One Day the Musical Review: Engaging Drama, Frustrating Sound

Image

Rating: 3.5 out of 5.

David Nicholls’ 2009 best-selling novel, One Day, has already been adapted into a feature film and a major television series. Now, it takes to the stage. Serving as the flagship opening for James Brining’s inaugural season as Artistic Director, and marking the Lyceum’s 60th anniversary, the production arrives with considerable weight.


There is much to like in David Greig’s stage adaptation, which charts Dexter (Jamie Muscato) and Emma’s (Sharon Rose) 16-year off/on relationship from meet-cute to elegy. It makes for an authentically human journey—one that proves more captivating than truly heartbreaking.

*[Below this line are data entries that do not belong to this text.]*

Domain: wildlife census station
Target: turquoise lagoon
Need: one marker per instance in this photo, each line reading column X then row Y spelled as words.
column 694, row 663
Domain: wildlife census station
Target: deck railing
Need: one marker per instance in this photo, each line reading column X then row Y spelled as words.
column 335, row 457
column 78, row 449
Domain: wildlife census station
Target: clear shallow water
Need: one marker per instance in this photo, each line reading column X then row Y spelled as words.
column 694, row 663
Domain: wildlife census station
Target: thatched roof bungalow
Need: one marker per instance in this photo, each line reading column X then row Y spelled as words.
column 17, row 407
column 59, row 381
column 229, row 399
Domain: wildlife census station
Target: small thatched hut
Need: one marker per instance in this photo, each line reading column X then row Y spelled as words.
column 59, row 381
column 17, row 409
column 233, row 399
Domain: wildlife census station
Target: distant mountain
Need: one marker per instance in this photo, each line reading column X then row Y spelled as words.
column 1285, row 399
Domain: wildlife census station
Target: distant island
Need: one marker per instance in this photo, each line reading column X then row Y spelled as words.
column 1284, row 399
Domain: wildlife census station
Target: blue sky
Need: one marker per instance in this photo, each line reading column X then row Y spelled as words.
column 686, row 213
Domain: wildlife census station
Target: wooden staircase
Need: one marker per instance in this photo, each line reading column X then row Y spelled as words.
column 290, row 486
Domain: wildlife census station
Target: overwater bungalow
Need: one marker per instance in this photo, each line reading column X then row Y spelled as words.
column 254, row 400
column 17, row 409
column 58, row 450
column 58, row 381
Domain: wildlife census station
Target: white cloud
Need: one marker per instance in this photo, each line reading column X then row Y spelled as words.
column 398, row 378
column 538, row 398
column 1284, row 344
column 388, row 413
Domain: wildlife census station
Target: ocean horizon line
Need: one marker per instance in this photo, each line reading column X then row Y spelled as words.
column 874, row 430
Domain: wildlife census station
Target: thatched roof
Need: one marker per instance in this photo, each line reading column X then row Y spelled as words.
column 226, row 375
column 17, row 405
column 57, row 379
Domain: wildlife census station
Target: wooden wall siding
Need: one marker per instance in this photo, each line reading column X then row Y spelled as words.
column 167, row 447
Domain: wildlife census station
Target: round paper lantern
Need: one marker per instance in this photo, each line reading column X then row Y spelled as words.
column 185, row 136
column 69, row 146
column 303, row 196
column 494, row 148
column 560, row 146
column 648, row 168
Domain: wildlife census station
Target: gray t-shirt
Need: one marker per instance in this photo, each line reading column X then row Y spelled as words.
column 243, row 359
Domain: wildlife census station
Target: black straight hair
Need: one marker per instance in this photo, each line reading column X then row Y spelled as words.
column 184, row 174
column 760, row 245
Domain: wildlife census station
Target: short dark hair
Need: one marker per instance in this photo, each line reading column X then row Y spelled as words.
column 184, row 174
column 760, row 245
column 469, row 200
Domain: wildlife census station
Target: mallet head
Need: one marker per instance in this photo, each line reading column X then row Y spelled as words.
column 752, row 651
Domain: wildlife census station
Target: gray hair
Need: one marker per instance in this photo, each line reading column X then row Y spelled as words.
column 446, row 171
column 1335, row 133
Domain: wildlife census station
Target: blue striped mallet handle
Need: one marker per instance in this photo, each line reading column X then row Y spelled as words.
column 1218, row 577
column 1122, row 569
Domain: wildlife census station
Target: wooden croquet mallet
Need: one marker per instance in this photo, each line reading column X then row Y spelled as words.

Laced with comedy, strife and tragedy, the production operates wonderfully as a ‘Sadcom’, to borrow Mackenzie Crook’s term for the simply perfect Detectorists. As a musical, however, One Day is sadly underwhelming, let down by a sound mix that is simply not fit for purpose.

The Liberty to be Problematic

Aside from these immediate audio issues, there is much to admire. It’s refreshing to see a quasi-romance on stage free from lead characters designed to be likeable. Both Dexter and Emma prove to be pretty horribly flawed. As the timeline winds through the 90s and into the 2000s, Dexter dives headfirst into a toxic mix of lad-pleasing television and drug addiction. Rose, meanwhile, arms Emma with a defensive, socially aware sarcasm, waiting years for her brand of fiction to find an audience.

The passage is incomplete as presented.